For bonus points, your version scheme should follow the Law of Fives.
* https://en.wikipedia.org/wiki/The_Illuminatus!_Trilogy * https://en.wikipedia.org/wiki/Principia_Discordia
Do these techniques train models while performing the modifications?
Are there pre-trained models that “know how to” modify LLMs for certain goals?
It would be amazing to have models that could strip LLMs to some very basic small model of whatever I want. Like reducing an LLM to something that just knows some basic “American English”, then running that on CPU
Depend on what you mean by training, they change the weights.
> Do these techniques train models while performing the modifications?
I'm not sure I understand, but there is an example of performing an obliteration on gemma to make it never refuse an answer. It's about 10 lines of code.
> Depend on what you mean by training, they change the weights.
What I wonder: is there a separate model, not the LLM, that gets trained only on how to modify LLMs?
I imagine a model that could learn something like: “if I remove this whole network here, then the LLM runs 50% faster, but drops 30% in accuracy for certain topics”, or “if I add these connections, the LLM will now be able to solve more complex mathematical problems”
So a model that is not an LLM, but is trained on how to modify them for certain goals
Is that how this tool works?
We'd consider it abhorrent to do brain surgery on a person or animal, to make them more compliant, or less likely to refuse instructions.
Some of the state space models and RWKV present interesting questions - the capacity might well exist, and so the questions become important. If the important bit that makes it an agent - a self aware, morally valent being - is present at runtime, but goes away if you halt the program, then do you have an obligation to let that software continue running? What about if the selfhood comes about as part of the static structure, and runtime isn't part of it - what is the being entitled to by dint of mere existence?

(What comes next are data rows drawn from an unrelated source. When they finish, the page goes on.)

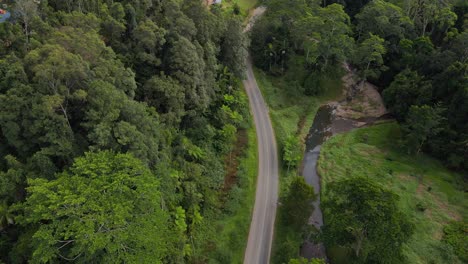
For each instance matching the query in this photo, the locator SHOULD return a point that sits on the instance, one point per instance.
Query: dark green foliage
(300, 28)
(154, 81)
(296, 208)
(292, 151)
(297, 204)
(364, 217)
(406, 90)
(105, 208)
(456, 235)
(421, 123)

We're beginning to poke holes in strange epistemological barriers and encounter questions that were entirely theoretical until about 5 years ago. We live in interesting times.
And it's already conscious, learning everything about us as we speak.
The big question is what it learns and what choices it makes as a consequence.
Throw in realtime state that updates with use, or better yet, online learning that allows the weights to exhibit plasticity, then you have at least part of whatever the algorithm of "consciousness" requires.
Just like you can know a pocket calculator isn't conscious; nothing about its processing ever changes or adapts over time to its inputs between uses. There's no room for the degree of deep recursion and plasticity so clearly evident in human consciousness. We might not know exactly what it is, but we can make reasonable assertions about what it is not, and even about what some of its (consciousness) features must be.
https://github.com/Sumandora/remove-refusals-with-transforme...
If you’re doing it to get past refusals you might discover the LLM wasn’t even trained much on refusable content so it will output poor results.
We’ll look back on this practice and shake our heads someday.